Riley Black, writing for Smithsonian magazine, reports on new findings that tyrannosaurs dominated their ecosystems because juveniles and adolescents operated in different ecological niches. “The differences between adult and adolescent tyrannosaurs were so great that the animals almost lived like different species, pushing out mid-sized carnivores in a prehistoric takeover.” So instead of smaller carnivorous dinosaurs hunting smaller prey, you had younger tyrannosaurs.
In the Jurassic Park movies, the Tyrannosaurus rex is more than a deadly predator bent on eating everyone and everything in its path. It also serves a key plot function above and beyond that of mere antagonist.
You are perhaps familiar with the concept of deus ex machina? Wikipedia calls it “a plot device whereby a seemingly unsolvable problem is suddenly and abruptly resolved by the inspired and unexpected intervention of some new event, character, ability or object.
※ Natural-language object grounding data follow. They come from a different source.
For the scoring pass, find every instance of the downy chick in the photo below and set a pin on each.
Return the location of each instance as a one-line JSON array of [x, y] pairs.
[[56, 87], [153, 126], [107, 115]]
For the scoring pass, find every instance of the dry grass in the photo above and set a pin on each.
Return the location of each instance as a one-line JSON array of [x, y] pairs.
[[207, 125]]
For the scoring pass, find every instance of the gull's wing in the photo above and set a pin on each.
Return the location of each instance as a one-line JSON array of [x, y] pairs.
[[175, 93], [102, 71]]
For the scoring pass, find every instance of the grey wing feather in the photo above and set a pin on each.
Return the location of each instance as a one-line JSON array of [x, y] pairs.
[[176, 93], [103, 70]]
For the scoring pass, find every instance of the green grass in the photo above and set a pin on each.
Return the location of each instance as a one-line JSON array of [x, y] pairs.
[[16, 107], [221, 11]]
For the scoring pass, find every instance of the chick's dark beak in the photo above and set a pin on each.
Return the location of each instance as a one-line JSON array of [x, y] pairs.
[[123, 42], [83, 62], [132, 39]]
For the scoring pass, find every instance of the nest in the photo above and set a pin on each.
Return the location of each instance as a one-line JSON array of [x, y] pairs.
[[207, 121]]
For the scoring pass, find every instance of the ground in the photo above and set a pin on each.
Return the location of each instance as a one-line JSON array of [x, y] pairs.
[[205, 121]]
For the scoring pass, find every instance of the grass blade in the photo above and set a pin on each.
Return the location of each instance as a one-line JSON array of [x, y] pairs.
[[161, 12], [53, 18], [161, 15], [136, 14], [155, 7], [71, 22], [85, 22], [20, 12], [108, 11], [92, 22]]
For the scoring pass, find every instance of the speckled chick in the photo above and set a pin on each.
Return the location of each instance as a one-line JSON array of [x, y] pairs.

Its function can be to resolve an otherwise irresolvable plot situation, to surprise the audience, to bring the tale to a happy ending, or act as a comedic device.” It’s the sudden rescue at the end, the long-lost relative who adopts you as their heir, the bacteria that kill the Martians just before all is lost.
I’d like to propose the idea of the T. rex machina—the plot device whereby a seemingly unsolvable problem is suddenly and abruptly resolved by the inspired and unexpected intervention of a T. rex.